El abandono occidental, el empuje moscovita amparado en una considerable superioridad militar sobre sus adversarios, el hábil, aunque frustrado, intento de manipulación del proceso revolucionario de 1974 en Portugal por el movimiento marxista patrocinado por el régimen de Brezhnev, facilitaron la conversión de algunas regiones del África meridional y oriental en excelentes espacios de expansión de lo que en Moscú se tildó eufemísticamente -con el aplauso fervoroso de los intelectuales occidentales desde sus conforts primermundistas-, el “proceso de liberación nacional”, torbellino que (esperaban) terminaría por arrasar la superioridad global de las potencias occidentales. El vacío de poder regional dejado por la decisión de Portugal de retirarse de sus ricas, estratégicas e inestables posesiones africanas, el derrocamiento de la monarquía en Etiopía, la gradual radicalización totalitaria de regímenes nacionalistas en África Central y del Norte, favorecieron la penetración directa o “por interposición” de Moscú, y no muy a la zaga de La Habana y Berlín Este, como instrumentos visibles del proceso del cual los muy explicablemente leninistas moradores del Kremlin habían hecho una tesis rentable: “… el movimiento comunista internacional … no lanza, o lanza raramente, las revoluciones: se apodera del poder en el interior de las revoluciones. Se infiltra en las revoluciones y se infiltra en los gobiernos (…)”. (2)

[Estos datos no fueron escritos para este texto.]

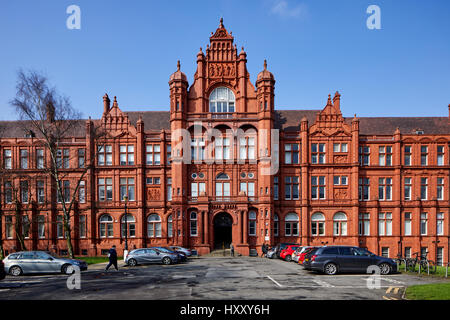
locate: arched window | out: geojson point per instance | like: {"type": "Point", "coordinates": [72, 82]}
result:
{"type": "Point", "coordinates": [154, 226]}
{"type": "Point", "coordinates": [317, 224]}
{"type": "Point", "coordinates": [169, 226]}
{"type": "Point", "coordinates": [221, 100]}
{"type": "Point", "coordinates": [193, 220]}
{"type": "Point", "coordinates": [130, 226]}
{"type": "Point", "coordinates": [276, 225]}
{"type": "Point", "coordinates": [106, 226]}
{"type": "Point", "coordinates": [291, 224]}
{"type": "Point", "coordinates": [222, 188]}
{"type": "Point", "coordinates": [222, 176]}
{"type": "Point", "coordinates": [340, 224]}
{"type": "Point", "coordinates": [252, 223]}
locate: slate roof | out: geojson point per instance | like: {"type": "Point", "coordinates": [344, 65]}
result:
{"type": "Point", "coordinates": [18, 129]}
{"type": "Point", "coordinates": [287, 120]}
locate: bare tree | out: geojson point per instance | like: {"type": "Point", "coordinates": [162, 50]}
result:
{"type": "Point", "coordinates": [52, 119]}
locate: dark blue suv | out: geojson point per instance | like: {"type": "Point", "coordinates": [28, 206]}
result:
{"type": "Point", "coordinates": [334, 259]}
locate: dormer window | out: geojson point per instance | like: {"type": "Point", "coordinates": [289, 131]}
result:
{"type": "Point", "coordinates": [221, 100]}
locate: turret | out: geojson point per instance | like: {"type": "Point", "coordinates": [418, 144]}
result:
{"type": "Point", "coordinates": [265, 87]}
{"type": "Point", "coordinates": [106, 104]}
{"type": "Point", "coordinates": [178, 92]}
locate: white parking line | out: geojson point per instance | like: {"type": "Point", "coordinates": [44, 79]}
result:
{"type": "Point", "coordinates": [275, 281]}
{"type": "Point", "coordinates": [323, 283]}
{"type": "Point", "coordinates": [387, 280]}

El nacionalismo de las élites marxistas occidentalizadas del África Portuguesa, o de la draconiana junta militar etíope, los delirios panislámicos de Khaddafi, el tribalismo entorchado de un Idi Amin en Uganda o el extremismo castrense de un N’guoabi, en el Congo Brazzaville, constituían estupendas oportunidades de penetración en el confuso panorama político de la independencia y descolonizaciones tardías en el África de los setenta. La existencia en la región subsahariana de movimientos políticos de izquierda, de antiguo relacionados o clientes de Moscú y La Habana, aunque socialmente minoritarios, bien organizados y leales, contribuyó a llenar “las rendijas” de la penetración comunista en un momento de incertidumbres internas e internacionales. La Unión Soviética y sus aliados, en especial Cuba, sacaron provecho de las eclosiones de “liberación nacional” en el África Austral entre 1974 y 1975, demostrando la capacidad de actuar -encubierta o violentamente-, si las circunstancias permitían asumir la intervención sin riesgos para los instigadores, y con altas probabilidades de éxito. Angola, consolidada militarmente con una poderosa infusión de tropas cubanas, empleando la capacidad logística estratégica y el armamento moscovita, a favor de una minúscula élite de marxistas europeizados, mostró la proyección ofensiva soviética y la vulnerable omisión de sus adversarios. En tanto “… la previsión … la preparación … la paciencia y (el) saber hacer” de los comunistas rusos, cubanos, portugueses, angolanos o mozambicanos situaban en la esfera de influencia del Soviet unos 6 millones de habitantes, cerca de 2 millones de km2; estratégicas escalas aéreas, valiosos puertos, minas de cobre, diamantes, hierro; bosques, reservas petroleras, desde Guinea Bissau hasta el canal de Mozambique, “… la diplomacia occidental, llena de suficiencia y verbalismo, de gloria efímera y de ajustes internos de cuentas …”, parecía resignarse a sus retrocesos en África Austral. (3)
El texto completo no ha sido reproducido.